- Abiove anunciou em janeiro que começaria a se retirar do Acordo de Moratória da Soja, encerrando dois decênios do acordo.
- Grandes tradings como Cargill, Bunge, Amaggi e ADM são membros da Abiove, e o Brasil responde por boa parte das exportações de soja no mundo.
- A lei de Mato Grosso, em vigor desde 1º de janeiro, permite suspender incentivos fiscais a empresas que adotem critérios ambientais além dos exigidos pela lei, o que abalou a moratória.
- IPAM projeta aumento de até trinta por cento do desmatamento na Amazônia até 2045, caso a moratória seja abandonada.

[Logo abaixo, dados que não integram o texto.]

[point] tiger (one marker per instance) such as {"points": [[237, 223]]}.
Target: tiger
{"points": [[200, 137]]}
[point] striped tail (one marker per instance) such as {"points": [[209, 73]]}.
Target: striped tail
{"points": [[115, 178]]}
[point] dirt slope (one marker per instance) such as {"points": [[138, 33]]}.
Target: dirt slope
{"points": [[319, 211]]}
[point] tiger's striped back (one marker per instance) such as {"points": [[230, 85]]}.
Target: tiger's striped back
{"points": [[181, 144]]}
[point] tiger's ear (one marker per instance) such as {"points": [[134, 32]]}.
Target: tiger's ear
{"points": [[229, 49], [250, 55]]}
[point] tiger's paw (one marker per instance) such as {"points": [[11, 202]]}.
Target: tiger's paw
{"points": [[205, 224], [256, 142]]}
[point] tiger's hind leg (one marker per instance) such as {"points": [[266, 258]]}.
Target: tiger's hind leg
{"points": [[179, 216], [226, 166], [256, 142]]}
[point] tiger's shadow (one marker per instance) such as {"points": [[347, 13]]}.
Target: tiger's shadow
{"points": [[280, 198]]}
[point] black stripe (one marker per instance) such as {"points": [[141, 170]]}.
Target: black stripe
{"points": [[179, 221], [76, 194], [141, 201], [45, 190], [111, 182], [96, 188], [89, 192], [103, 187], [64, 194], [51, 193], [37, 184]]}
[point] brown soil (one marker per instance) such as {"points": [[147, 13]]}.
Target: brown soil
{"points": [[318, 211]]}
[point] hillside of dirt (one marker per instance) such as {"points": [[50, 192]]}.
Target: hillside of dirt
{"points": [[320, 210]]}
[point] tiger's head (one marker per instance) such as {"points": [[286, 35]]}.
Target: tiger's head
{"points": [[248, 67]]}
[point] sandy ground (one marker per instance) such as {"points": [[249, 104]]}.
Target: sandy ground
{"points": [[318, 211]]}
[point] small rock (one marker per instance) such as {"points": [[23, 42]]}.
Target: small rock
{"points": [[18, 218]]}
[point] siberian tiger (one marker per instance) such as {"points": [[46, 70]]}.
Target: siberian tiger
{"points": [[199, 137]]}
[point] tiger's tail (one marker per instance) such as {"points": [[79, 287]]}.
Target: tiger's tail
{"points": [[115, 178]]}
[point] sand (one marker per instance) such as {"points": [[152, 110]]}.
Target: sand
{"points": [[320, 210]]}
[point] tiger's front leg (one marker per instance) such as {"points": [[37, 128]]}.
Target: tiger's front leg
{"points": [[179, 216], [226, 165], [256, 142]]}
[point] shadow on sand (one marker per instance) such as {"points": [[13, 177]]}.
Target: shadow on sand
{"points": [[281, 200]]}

- Anec ainda sustenta o acordo, mas enfrenta pressões com a União Europeia e grandes varejistas, que exigem produção sem desmatamento (EUDR entra em vigor no fim de 2026).

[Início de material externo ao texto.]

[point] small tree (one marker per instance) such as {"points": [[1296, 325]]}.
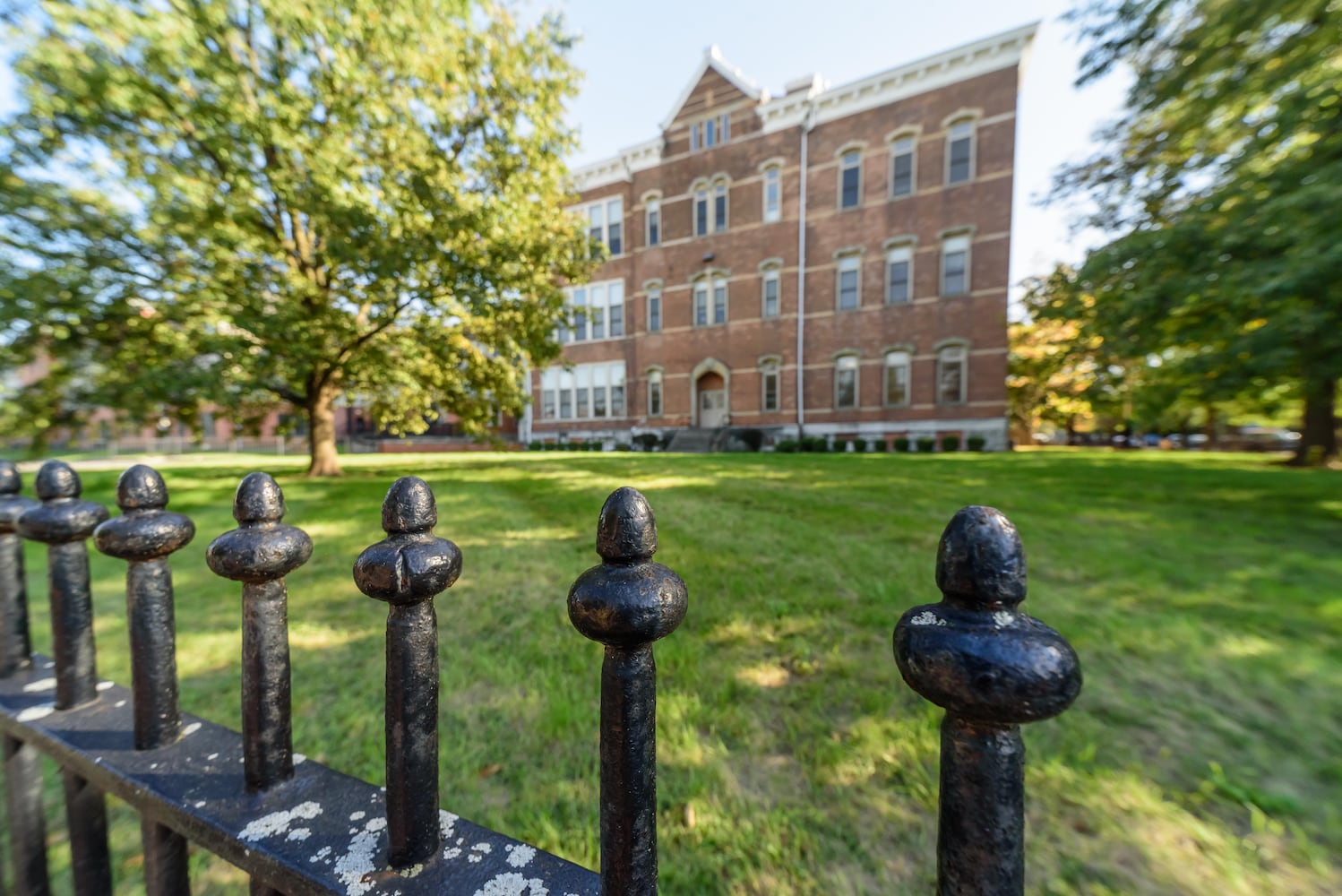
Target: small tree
{"points": [[286, 200]]}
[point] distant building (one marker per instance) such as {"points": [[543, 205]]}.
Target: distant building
{"points": [[875, 286]]}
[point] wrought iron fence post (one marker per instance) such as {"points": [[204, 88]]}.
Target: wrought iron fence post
{"points": [[22, 766], [628, 602], [145, 534], [64, 522], [407, 569], [992, 668], [259, 553]]}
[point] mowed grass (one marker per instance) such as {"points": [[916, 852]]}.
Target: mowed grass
{"points": [[1201, 593]]}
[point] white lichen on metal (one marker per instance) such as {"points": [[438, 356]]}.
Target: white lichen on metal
{"points": [[512, 884], [277, 823], [39, 711], [520, 855], [926, 617]]}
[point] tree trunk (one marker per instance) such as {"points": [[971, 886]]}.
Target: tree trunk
{"points": [[1318, 435], [321, 435]]}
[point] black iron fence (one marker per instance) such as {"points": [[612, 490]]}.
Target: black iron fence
{"points": [[299, 828]]}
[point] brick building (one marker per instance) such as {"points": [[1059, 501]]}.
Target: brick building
{"points": [[875, 286]]}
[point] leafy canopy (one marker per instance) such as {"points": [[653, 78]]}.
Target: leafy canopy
{"points": [[286, 199]]}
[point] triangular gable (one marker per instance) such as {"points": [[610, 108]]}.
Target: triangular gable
{"points": [[714, 62]]}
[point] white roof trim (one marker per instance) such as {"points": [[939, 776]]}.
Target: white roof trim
{"points": [[930, 73], [713, 59]]}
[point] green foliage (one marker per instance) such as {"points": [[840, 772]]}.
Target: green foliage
{"points": [[1221, 180], [263, 202]]}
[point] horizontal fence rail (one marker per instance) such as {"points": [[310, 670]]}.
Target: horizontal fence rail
{"points": [[297, 828]]}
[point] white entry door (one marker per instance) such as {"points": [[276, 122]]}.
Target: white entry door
{"points": [[713, 408]]}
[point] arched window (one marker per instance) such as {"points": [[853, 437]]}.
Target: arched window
{"points": [[846, 381], [654, 377], [951, 373], [897, 378]]}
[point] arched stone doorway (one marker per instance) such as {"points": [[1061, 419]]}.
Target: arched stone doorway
{"points": [[710, 385]]}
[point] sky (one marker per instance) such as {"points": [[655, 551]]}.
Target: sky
{"points": [[638, 58]]}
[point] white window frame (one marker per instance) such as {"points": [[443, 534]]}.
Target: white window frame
{"points": [[905, 143], [846, 362], [953, 353], [962, 127], [611, 297], [855, 153], [953, 245], [606, 207], [772, 177], [848, 262], [894, 359], [899, 254]]}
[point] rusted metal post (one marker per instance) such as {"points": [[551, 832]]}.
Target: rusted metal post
{"points": [[259, 553], [145, 534], [628, 602], [64, 522], [407, 569], [992, 668], [22, 768]]}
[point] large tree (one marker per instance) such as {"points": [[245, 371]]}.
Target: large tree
{"points": [[263, 202], [1221, 183]]}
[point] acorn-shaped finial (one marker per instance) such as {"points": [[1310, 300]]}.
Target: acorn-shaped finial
{"points": [[62, 517], [411, 564], [628, 599], [973, 653], [11, 502], [261, 549], [144, 530]]}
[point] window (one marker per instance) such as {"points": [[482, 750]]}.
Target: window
{"points": [[959, 151], [849, 271], [770, 385], [598, 312], [954, 266], [655, 309], [772, 194], [606, 223], [897, 378], [719, 207], [899, 262], [654, 393], [902, 167], [951, 375], [703, 290], [654, 215], [770, 293], [846, 381], [710, 132], [849, 178], [584, 392], [701, 211]]}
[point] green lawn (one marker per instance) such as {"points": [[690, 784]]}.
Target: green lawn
{"points": [[1201, 593]]}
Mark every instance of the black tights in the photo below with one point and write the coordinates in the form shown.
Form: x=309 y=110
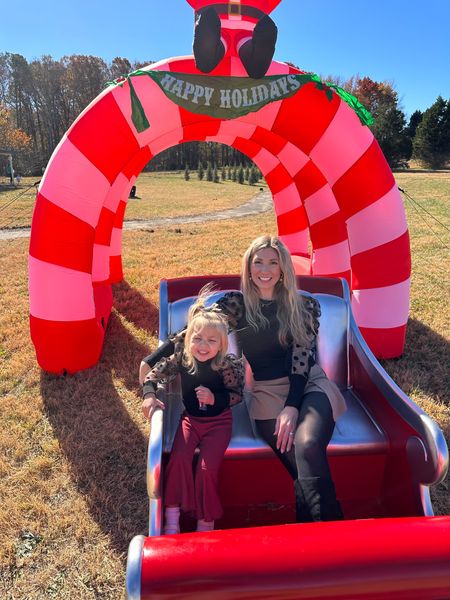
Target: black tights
x=315 y=425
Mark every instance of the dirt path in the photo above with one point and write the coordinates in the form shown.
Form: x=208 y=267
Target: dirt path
x=261 y=202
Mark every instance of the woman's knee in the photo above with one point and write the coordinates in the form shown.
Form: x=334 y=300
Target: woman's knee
x=308 y=449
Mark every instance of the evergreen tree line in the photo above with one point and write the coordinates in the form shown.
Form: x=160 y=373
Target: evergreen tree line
x=236 y=172
x=40 y=99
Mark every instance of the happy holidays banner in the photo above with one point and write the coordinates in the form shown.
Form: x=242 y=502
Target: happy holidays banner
x=230 y=97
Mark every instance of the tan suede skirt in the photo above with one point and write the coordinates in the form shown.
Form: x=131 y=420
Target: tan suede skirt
x=268 y=397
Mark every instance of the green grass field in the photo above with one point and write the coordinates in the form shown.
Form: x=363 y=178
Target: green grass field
x=73 y=449
x=157 y=195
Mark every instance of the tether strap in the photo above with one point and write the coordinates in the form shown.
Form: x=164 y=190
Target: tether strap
x=245 y=11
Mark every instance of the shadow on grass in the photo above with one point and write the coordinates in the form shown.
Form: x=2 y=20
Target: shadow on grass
x=135 y=308
x=425 y=363
x=104 y=446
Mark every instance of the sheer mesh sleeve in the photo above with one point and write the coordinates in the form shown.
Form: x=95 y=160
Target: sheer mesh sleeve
x=233 y=378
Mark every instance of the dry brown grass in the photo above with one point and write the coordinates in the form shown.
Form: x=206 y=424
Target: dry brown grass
x=157 y=195
x=72 y=450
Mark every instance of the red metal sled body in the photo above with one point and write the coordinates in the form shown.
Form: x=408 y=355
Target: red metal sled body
x=384 y=455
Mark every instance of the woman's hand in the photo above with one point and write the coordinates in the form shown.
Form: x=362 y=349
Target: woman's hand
x=205 y=396
x=285 y=428
x=150 y=404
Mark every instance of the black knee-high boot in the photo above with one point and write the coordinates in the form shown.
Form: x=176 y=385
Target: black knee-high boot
x=256 y=54
x=208 y=47
x=316 y=500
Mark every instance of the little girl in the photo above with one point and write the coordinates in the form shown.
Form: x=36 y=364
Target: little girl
x=211 y=382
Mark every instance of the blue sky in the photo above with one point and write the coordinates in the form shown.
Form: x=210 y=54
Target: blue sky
x=406 y=42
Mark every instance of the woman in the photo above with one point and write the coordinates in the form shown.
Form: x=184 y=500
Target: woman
x=294 y=405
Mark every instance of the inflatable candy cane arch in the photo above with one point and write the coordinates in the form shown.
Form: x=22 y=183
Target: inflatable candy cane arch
x=330 y=182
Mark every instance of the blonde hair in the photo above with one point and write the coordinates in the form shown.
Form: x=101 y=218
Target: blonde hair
x=200 y=317
x=292 y=315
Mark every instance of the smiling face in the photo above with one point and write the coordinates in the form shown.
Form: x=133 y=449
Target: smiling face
x=265 y=271
x=205 y=343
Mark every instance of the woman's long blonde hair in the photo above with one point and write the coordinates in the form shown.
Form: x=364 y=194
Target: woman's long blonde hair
x=293 y=318
x=198 y=318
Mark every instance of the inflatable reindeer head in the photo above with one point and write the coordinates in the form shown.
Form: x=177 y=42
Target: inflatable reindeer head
x=237 y=28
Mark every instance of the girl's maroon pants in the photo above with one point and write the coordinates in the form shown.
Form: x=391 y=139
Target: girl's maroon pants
x=198 y=495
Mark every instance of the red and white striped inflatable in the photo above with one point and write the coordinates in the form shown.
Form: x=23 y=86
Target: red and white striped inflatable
x=330 y=184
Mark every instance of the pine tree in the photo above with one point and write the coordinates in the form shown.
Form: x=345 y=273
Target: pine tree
x=431 y=143
x=253 y=177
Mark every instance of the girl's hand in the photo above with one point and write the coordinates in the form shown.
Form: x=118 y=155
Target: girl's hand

O grupo de grandes traders de soja que atuam no Brasil anunciou no início de janeiro que deixará o Acordo de Moratória da Soja, criado para combater o desmatamento na Amazônia. A Abiove informou que começou negociações para retirar o compromisso. A decisão pode elevar o desmatamento no bioma a até 30% até 2045, segundo o IPAM.

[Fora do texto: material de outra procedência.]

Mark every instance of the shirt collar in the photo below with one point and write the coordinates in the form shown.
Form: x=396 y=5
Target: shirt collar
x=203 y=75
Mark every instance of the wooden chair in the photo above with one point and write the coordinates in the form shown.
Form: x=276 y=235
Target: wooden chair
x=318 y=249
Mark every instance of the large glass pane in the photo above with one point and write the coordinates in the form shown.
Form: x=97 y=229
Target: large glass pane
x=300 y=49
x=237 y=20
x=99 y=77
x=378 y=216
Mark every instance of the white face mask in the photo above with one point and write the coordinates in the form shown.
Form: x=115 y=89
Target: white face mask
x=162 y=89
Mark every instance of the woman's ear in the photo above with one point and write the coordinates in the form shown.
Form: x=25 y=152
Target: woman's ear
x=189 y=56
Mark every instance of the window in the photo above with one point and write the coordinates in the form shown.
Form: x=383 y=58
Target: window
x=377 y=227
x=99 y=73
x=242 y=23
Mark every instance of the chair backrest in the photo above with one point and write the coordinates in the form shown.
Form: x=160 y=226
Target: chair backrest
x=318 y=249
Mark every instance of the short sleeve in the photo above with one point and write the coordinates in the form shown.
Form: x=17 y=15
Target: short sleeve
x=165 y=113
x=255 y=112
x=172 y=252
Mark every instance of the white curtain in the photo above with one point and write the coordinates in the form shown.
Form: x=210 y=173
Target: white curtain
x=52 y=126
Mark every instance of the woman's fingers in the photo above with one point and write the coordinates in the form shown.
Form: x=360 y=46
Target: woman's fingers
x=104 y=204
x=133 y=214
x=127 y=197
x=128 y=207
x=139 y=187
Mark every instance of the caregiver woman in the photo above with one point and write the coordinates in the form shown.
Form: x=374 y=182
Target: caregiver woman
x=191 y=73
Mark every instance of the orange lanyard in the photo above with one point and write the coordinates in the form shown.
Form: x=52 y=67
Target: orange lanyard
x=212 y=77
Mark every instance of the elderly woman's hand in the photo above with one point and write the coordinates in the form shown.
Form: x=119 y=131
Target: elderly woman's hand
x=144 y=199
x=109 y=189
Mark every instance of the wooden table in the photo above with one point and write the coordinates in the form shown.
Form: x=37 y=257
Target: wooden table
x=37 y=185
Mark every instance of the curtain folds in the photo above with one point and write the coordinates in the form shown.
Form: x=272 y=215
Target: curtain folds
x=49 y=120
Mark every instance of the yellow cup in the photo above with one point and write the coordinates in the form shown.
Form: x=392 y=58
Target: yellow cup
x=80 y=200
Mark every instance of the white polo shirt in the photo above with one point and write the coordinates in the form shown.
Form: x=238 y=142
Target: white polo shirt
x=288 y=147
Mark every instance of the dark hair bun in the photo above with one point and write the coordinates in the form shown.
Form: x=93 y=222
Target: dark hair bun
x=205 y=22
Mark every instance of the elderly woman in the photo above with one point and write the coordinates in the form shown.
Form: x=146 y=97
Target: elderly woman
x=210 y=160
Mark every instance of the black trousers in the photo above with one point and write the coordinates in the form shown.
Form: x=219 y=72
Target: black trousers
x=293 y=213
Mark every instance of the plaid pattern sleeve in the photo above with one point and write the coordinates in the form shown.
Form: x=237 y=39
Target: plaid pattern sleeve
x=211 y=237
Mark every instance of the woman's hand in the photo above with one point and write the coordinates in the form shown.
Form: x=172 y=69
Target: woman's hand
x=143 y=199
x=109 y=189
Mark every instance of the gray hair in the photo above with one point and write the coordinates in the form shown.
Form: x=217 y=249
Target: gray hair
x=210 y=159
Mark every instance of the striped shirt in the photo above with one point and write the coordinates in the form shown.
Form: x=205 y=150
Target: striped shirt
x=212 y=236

A Abiove representa nomes como Cargill, Bunge, Amaggi e ADM, que respondem por quase 45% das exportações brasileiras de soja. O fim da moratória ocorre após uma nova lei em Mato Grosso, o maior estado produtor, que permite suspender benefícios fiscais a empresas que adotem critérios ambientais além dos exigidos pela lei.
A norma local, em vigor desde 1º de janeiro, consiste em uma ofensiva de produtores rurais contra o aperto federal de fiscalização do desmate e a pressão internacional por commodities livres de desmatamento. A medida também pode favorecer áreas recém-desmatadas para a cultura de soja.
Contexto e mudanças regulatórias
A saída de Abiove do acordo acontece em meio a debates sobre a segurança jurídica para as empresas e a monitorização ambiental. Mesmo com a adesão de parte da cadeia, o acordo segue em discussão no Supremo Tribunal Federal, frente a questionamentos sobre sua validade.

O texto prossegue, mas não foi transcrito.